Robertson’s return to St Nicholas, yet again featured folk-songs as well as a trio of Rachmaninov songs. We again heard the ‘Sarafan’ (sundress) tattered and tone by love-making (and a mother’s recriminations unheeded) with music by A Gurliev (Russian always use stern initials describing their composers). The three others too (a Gypsy’s song and two erotic night trysts in an unmarried girl’s bedroom) show Robertson’s ability to inflect a folk element, a mode and rhythm very different to the three Rachmaninov songs that followed. And how joyous and sexually direct these pieces are compared to their western counterparts.


The Rachmaninov trio were ‘Lilacs’, an elegaic but happy piece, the powerfully taxing ‘The Soldiers’ Wife’, with its extraordinary peroration to loss and longing, and ‘It is so fair here…’ Robertson’s command of Russian artsong which demands more   sheer heft and virtuosity was quite stunning, the kind you hear in Wigmore Hall.

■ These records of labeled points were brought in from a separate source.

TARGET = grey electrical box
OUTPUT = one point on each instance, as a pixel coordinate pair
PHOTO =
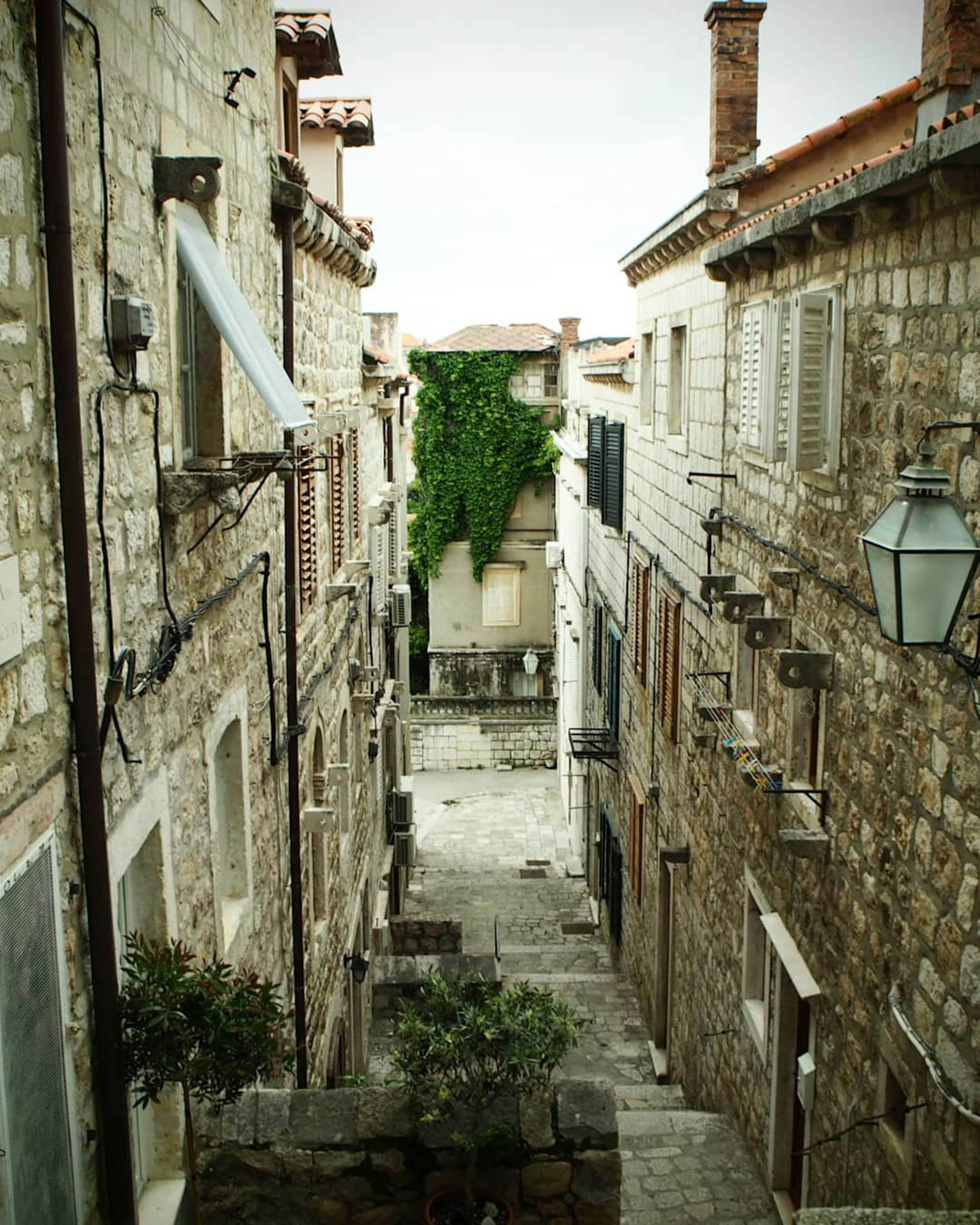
(133, 323)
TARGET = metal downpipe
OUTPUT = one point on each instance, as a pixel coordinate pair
(109, 1085)
(292, 679)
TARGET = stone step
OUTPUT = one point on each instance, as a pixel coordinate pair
(650, 1097)
(650, 1130)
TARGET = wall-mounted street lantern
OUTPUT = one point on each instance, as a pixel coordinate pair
(922, 554)
(358, 966)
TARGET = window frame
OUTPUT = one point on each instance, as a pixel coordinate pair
(785, 340)
(499, 571)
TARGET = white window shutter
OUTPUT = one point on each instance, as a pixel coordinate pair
(810, 379)
(777, 382)
(751, 403)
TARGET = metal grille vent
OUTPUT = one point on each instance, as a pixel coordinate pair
(36, 1132)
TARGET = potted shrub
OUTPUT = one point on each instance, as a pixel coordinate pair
(201, 1027)
(463, 1044)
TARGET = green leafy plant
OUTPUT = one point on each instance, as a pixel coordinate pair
(199, 1026)
(476, 446)
(465, 1043)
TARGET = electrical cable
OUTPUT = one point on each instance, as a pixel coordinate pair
(105, 178)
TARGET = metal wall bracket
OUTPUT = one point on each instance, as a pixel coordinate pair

There’s no doubt these three unleash her range in demanding ways the folksongs don’t attempt – they have their unique flavour too.


A Varlamov’s Sunrise ‘don’t bother her in her sleep’(I think the translations are Robertson’s) is another artsong, more lyrically intimate than the foregoing. Then the fine opera composer (The Stone Guest, for instance) Dargomyzhsky’s ‘Maid and Young Man’ setting Pushkin is another tender and memorable piece, supple and flexible from the mid-century.


Finally Anton Rubinstein, a composer we don’t associate with song, since he’s one of the 19th century’s very greatest pianists, famous for his piano concertos (especially his 4th), symphonies, piano music – famously that Melody in F we just heard, also known for his symphonies. But Rubinstein wrote a still-famous opera The Demon in 1874, and this piece setting Pushkin ‘The Night’ is a similarly shadowed declaration in the small hours. Rubinstein rises to the occasion of Pushkin, who as Robertson points out, inspired everyone to their best efforts.


Robertson is a fist class operatic singer and should be heard in much more ambitious venues. Loubnina and Kemp easily kept pace with her. Kemp we see fairly frequently, and it’d be good if she returned with Loubnina for a full flute and piano recital. As it is, we were spoilt here, and the music forces you to realise there’s a literally unsung tradition we don’t hear, unless we travel to Russia.